9th District candidates stick to themes in first debate
DARDENNE PRAIRIE - Tax policy was among the dividing lines today in the first general-election debate between the two major 9th District Congressional candidates - Republican Blaine Luetkemeyer and Democrat Judy Baker.
The two pretty much stuck to campaign themes on taxes and other issues that they’ve pushed in appearances and TV and radio ads since winning their August primaries in the district.
On taxes, Luetkemeyer, a former state representative from St. Elizabeth, said it’s important to keep the tax cuts enacted by Congress at the request of President George W. Bush - especially with a struggling economy. “The last thing we need is a tax increase, something my opponent supports,” he said. “That is going backward.”
Baker, a state representative from Columbia, said she wants to redirect some of those Bush-inspired reductions away from the wealthy and toward middle-class people. She said she’d keep other tax breaks enacted under Bush.
“It is time we reward not just wealth but we reward work and working families,” she said. “My opponent, on the other hand, supports tax cuts for people and millionaires who don’t even live in the district.”
Baker, meanwhile, accused Luetkemeyer of backing a 23 percent tax increase on groceries and gasoline.
Luetkemeyer said Baker’s comment, relating to a statement he made in July about a consumption tax, was misleading. He said he liked the “principle” of such a tax as a possible replacement for “all the other income taxes that are out there” but said he wasn’t pushing the idea. “It’s a replacement of one tax for the other; it’s not an additional tax,” he said.

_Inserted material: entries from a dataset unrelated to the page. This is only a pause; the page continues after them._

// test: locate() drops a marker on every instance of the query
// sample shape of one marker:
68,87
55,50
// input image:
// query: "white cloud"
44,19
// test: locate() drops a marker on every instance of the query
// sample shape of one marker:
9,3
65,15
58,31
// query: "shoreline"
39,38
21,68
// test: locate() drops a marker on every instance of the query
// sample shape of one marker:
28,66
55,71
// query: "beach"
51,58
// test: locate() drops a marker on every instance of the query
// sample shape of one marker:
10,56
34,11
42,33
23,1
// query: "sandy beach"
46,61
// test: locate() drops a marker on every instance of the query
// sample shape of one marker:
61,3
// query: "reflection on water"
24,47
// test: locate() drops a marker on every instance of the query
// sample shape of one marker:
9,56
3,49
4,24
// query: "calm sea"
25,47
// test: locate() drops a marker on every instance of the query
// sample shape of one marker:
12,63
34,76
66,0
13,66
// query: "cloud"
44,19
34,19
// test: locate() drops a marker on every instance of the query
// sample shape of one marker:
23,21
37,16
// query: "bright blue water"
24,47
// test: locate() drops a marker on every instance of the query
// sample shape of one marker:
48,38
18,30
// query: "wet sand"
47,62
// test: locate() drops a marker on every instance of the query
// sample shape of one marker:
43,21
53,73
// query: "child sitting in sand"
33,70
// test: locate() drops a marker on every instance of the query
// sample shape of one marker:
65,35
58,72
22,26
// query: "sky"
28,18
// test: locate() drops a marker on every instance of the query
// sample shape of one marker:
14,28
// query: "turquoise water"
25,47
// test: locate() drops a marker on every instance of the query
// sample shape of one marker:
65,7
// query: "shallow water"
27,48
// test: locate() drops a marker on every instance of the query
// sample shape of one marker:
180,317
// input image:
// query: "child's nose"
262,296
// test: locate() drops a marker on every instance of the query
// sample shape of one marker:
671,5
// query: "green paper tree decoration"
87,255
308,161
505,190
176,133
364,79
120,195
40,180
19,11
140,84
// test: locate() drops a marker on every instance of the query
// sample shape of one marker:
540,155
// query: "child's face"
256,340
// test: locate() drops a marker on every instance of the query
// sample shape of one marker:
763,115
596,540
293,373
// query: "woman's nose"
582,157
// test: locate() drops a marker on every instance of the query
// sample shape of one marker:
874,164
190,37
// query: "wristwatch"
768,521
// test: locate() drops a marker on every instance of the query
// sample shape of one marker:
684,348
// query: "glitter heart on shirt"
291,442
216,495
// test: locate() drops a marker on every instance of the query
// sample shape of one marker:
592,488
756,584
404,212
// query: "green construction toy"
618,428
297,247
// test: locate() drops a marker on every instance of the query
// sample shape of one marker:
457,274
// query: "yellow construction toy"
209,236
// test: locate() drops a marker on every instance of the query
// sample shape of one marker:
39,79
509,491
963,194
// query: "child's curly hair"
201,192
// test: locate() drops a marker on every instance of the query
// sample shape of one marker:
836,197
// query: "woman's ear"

Luetkemeyer, meanwhile, attacked Baker for voting in the Legislature against a bill passed last year to gradually remove the state income tax from Social Security payments for retired Missourians.
Baker, in reply, said she opposed the measure because it aided wealthier retirees earning more than $80,000 a year. She instead wanted to restore health benefits for some lower-income seniors that had been cut previously. “We have to make choices,” she said. “To me, a budget is a moral document.”
Before the change, Missourians paid no taxes on Social Security if their income - minus half their Social Security - fell below $25,000 for an individual and $32,000 for a married couple.
Under the change, the state began phasing out the Social Security tax for retirees earning more than those amounts. To get the full break, individuals under the bill can earn no more than $85,000 and married couples, $100,000. Above those levels, people can get a partial tax cut.
The hour-long debate was at Barat Academy, a Catholic high school. The session was sponsored by the St. Louis Regional Chamber and Growth Association and Partners for Progress, an organization made up of St. Charles County’s largest employers.
More than 200 people, including a large contingent of Barat students, watched the event. Another debate is scheduled for later this month in Kirksville.
The 9th District takes in a wide swath of eastern and central Missouri, including southern and western portions of St. Charles County such as Lake Saint Louis, Weldon Spring and part of Dardenne Prairie.
The Baker-Luetkemeyer race has been one of the biggest-spending in the Missouri this year, mainly because there’s no incumbent running. Kenny Hulshof, the 9th District Congressman since 1997, is the GOP gubernatorial nominee.


I support Blaine because he says Baker supports taxes. Even if she doesn’t, the fact that he’s saying it is good enough for me.
This is a contest that I have an interest in even though I do not reside in this Congressional District. With the argument over taxes in full swing I would offer my humble view as it concerns which one these people will serve in Congress from our state. President Bush lowered taxes for the wealthiest people in 2001. The Republican majority Congress sent legislation that allowed many people to get sort of a rebate check. Today it seems as though we are suffering from that. Mr. Luetkemeyer and some of these other Republicans that are screaming warnings about increasing taxes on the wealthiest Americans need to make a new more convincing case. i have been hearing about “Trickle-down” economics for a long time. The fact is that it simply does NOT work. The Republicans were the party that complained for so long about government spending. Now with President Bush, government spending has literally no end in sight. The Republicans do not have a leg to stand on in my view. I know many a person in this district will vote for Luetkemeyer because of alot of no-starter issues. People will sigh about unborn babies, hunting rifles and the worst imaginable action: Allowing a man to marry a man or woman to marry a woman. Four years ago this clouded the judgement of many a voter. Now that we have prevented homosexuals a chance to get some rights are we better off?